Since supermassive black holes at the center of the galaxy are thought to be the power source for Quasars, the most powerful objects in the visible universe (visible across billions of years of space and time), this isn't going to be something you put together with parts in your backyard or the local hardware store.
The energetic environment is massive (which is why you want to tap it), with the central black hole surrounded by a huge accretion disc (radiating at frequencies from radio to x-ray), and highly charged jets of radiation and particles accelerated to near light speed

All this energy can be collected through means we understand today - the energetic radiation from an accretion disc can be captured by a massive dyson sphere or swarm, and the radiation jets can be funneled through superconducting rings to extract the kinetic energy of the particles, something like a particle accelerator run in reverse.
Of course this will be an immense undertaking, a small Quasar might be the same size as our solar system, while large ones might have diameters measured in light weeks. In addition to the thermal and radiation energy, any structure built around a rotating black hole will be subject to "frame dragging", as the immense gravity of the black hole warps space-time around itself. The structures erected to capture the energy of the jets will have to extend astronomical distances - some jets can extend as far as a million light years.

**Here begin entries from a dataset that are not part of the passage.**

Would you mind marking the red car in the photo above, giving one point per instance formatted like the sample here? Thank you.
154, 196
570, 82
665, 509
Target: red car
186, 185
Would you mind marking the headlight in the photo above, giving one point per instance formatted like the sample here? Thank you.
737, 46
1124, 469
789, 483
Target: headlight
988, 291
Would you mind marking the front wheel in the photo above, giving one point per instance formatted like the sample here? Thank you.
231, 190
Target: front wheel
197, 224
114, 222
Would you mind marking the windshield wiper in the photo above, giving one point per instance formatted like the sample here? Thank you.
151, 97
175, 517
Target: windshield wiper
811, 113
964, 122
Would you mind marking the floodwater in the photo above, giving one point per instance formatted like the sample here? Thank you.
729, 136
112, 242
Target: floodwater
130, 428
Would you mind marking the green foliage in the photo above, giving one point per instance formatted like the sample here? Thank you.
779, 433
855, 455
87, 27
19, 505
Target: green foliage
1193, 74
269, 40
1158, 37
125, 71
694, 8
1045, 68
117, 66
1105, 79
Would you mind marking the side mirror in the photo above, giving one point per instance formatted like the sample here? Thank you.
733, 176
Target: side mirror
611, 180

PKS 1127-145, a highly luminous source of X-rays and visible light about 10 billion light-years from Earth. An enormous X-ray jet extends at least a million light-years from the quasar.

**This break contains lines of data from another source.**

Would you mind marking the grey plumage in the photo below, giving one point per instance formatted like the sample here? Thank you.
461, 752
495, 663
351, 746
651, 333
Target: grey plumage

The other thing to note is that peak quasar activity in the known universe was about 10 billion years ago. In the current era, most galactic centres have been "hollowed out" by the action of the supermassive black hole at the centre of the galaxy - either absorbing all the easily available matter or "blowing" a bubble around itself through the radiation and energy when it was active. A project to capture the energy of a quasar would need to find a nearby active quasar, or make some sort of arrangement to feed solar system sized masses of gas and other matter into an inactive black hole. obviously arrangments would have to be made to allow the infalling matter to pass through the structures erected to capture the energy.

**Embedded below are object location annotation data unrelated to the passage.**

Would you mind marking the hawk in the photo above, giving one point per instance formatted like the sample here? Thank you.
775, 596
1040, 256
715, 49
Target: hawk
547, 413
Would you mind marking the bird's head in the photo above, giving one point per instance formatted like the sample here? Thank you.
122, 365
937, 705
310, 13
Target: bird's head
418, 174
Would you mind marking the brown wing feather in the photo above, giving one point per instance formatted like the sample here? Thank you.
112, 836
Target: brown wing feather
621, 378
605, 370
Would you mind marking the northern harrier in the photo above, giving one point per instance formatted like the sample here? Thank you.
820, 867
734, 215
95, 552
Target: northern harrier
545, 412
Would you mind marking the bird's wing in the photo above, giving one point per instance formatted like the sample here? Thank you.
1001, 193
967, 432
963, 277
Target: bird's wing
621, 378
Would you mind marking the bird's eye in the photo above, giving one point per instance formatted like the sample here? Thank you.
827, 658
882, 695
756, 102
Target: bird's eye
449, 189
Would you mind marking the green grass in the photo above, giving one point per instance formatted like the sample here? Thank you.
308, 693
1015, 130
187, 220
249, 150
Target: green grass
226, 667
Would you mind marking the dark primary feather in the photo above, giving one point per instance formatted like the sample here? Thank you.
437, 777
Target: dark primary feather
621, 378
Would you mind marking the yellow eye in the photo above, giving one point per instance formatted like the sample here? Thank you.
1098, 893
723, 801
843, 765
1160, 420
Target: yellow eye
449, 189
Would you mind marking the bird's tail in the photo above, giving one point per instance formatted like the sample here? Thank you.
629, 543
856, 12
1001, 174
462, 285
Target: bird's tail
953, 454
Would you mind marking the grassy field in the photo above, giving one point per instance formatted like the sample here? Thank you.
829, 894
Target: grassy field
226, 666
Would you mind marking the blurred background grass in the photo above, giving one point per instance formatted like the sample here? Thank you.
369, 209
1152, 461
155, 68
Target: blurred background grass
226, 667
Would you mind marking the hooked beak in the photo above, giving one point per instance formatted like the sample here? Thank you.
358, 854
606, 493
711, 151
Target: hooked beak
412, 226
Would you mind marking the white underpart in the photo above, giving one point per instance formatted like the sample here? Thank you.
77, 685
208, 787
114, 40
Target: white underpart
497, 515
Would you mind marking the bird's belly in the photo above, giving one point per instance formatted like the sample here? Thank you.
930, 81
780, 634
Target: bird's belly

Another pitfall is getting to the central black hole. In the Milkey Way galaxy, the central black hole is about 30,000 light years from our location. It would take 30,000 years moving at the speed of light just to get to the construction site, and assuming you beam the energy back to Earth via a laser, it will take 30,000 years for the beam to reach the receiver. Other Quasar are millions to billions of light years away - it might even turn out that when you reach the site of the Quasar 10 billion years from now, the site has become inactive, much like today's Milkey Way.
So while it is possible in theory to capture the energy of a Quasar, there are going to be a multitude of practical issues in doing so.